By clicking “Sign up for GitHub”, you agree to our terms of service and privacy statement. We’ll occasionally send you account related emails.

Already on GitHub? Sign in to your account

BUG: pd.read_csv Incorrect Checksum validation for COMPOSITE Checksum #60779

Open
2 of 3 tasks
munch9 opened this issue Jan 24, 2025 · 1 comment
Open
2 of 3 tasks

BUG: pd.read_csv Incorrect Checksum validation for COMPOSITE Checksum #60779

munch9 opened this issue Jan 24, 2025 · 1 comment
Labels
Bug IO CSV read_csv, to_csv IO Network Local or Cloud (AWS, GCS, etc.) IO Issues Needs Triage Issue that has not been reviewed by a pandas team member

Comments

@munch9
Copy link

munch9 commented Jan 24, 2025

Pandas version checks

  • I have checked that this issue has not already been reported.

  • I have confirmed this bug exists on the latest version of pandas.
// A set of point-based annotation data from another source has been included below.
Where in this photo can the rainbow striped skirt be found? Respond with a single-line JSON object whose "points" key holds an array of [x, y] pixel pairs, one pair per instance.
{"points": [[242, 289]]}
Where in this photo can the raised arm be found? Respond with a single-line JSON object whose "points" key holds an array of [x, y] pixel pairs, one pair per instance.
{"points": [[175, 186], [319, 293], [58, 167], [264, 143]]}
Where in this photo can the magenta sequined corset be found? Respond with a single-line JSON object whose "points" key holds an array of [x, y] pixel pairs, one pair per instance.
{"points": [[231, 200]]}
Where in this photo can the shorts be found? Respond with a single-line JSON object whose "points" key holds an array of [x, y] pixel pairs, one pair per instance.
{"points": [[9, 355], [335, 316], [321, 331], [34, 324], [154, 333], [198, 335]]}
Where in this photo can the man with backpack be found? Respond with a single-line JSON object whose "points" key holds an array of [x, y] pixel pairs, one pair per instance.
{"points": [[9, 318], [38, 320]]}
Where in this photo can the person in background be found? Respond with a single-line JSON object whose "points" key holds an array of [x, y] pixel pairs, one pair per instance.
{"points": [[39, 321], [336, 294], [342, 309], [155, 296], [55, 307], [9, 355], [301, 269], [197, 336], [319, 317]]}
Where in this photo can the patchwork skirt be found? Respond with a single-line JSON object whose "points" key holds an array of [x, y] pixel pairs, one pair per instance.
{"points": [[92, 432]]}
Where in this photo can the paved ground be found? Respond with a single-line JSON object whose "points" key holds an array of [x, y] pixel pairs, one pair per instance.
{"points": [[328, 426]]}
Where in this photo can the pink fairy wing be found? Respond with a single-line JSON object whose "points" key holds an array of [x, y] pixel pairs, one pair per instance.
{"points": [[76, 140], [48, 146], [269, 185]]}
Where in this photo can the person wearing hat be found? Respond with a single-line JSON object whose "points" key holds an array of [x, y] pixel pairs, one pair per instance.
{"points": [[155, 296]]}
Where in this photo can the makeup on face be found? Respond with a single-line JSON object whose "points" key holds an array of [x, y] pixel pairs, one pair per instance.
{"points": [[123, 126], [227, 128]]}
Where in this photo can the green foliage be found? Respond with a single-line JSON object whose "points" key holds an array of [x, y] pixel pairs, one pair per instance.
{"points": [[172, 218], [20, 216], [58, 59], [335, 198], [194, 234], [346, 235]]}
  • I have confirmed this bug exists on the main branch of pandas.

Reproducible Example

import base64
import zlib

import awswrangler as wr
import boto3
import pandas as pd

# DL DEV
AWS_ACCESS_KEY_ID = <Redacted>
AWS_SECRET_ACCESS_KEY = <Redacted>
AWS_SESSION_TOKEN = <Redacted>
session_west = boto3.Session(
    aws_access_key_id=AWS_ACCESS_KEY_ID,
    aws_secret_access_key=AWS_SECRET_ACCESS_KEY,
    aws_session_token=AWS_SESSION_TOKEN,
    region_name="eu-west-1",
)

client = session_west.client("s3")
localpath = <Redacted>
bigfile = "bigfile.csv"
smallfile = "smallfile.csv"
bucket = "checksum-test-bucket"
s3path = "checksum-test"

for filetype in [smallfile, bigfile]:
    with open(f"{localpath}{filetype}", "rb") as file:

        # Calculate CRC32 ourselves for reference
        crcval = zlib.crc32(file.read())
        crc_bytes = crcval.to_bytes(4, "big")
        crc = base64.b64encode(crc_bytes).decode("utf-8")
        print(f"{filetype} - {crc}")

    with open(f"{localpath}{filetype}", "rb") as file:

        client.put_object(
            Bucket=bucket, Key=f"{s3path}/put_object/{filetype}", Body=file
        )

    client.upload_file(
        Bucket=bucket,
        Key=f"{s3path}/upload_file/{filetype}",
        Filename=f"{localpath}{filetype}",
    )

for filetype in [smallfile, bigfile]:
    for upload_method in ["put_object", "upload_file"]:

        path = f"s3://{bucket}/{s3path}/{upload_method}/{filetype}"
        print(path)
        try:
            fw: pd.DataFrame = wr.s3.read_csv(
                path=path,
                dtype="object",
                boto3_session=session_west,
            )
            print(fw.shape)
        except Exception as e:
            print(f"wrangler failed - {e}")

        try:
            fp = pd.read_csv(
                path,
                storage_options={
                    "key": AWS_ACCESS_KEY_ID,
                    "secret": AWS_SECRET_ACCESS_KEY,
                    "token": AWS_SESSION_TOKEN,
                },
            )
            print(fp.shape)
        except Exception as e:
            print(f"Pandas fail - {e}")

        try:
            client = session_west.client("s3")
            fb = client.get_object(
                Bucket=bucket,
                Key=f"{s3path}/{upload_method}/{filetype}",
                ChecksumMode="ENABLED",
            )
            print(f'{fb["ChecksumCRC32"]} - {fb["ChecksumType"]}')
        except Exception as e:
            print(f"boto error - {e}")

Issue Description

Boto3 >=1.36.0 has modified behaviour to add CRC32 checksum by default where supported.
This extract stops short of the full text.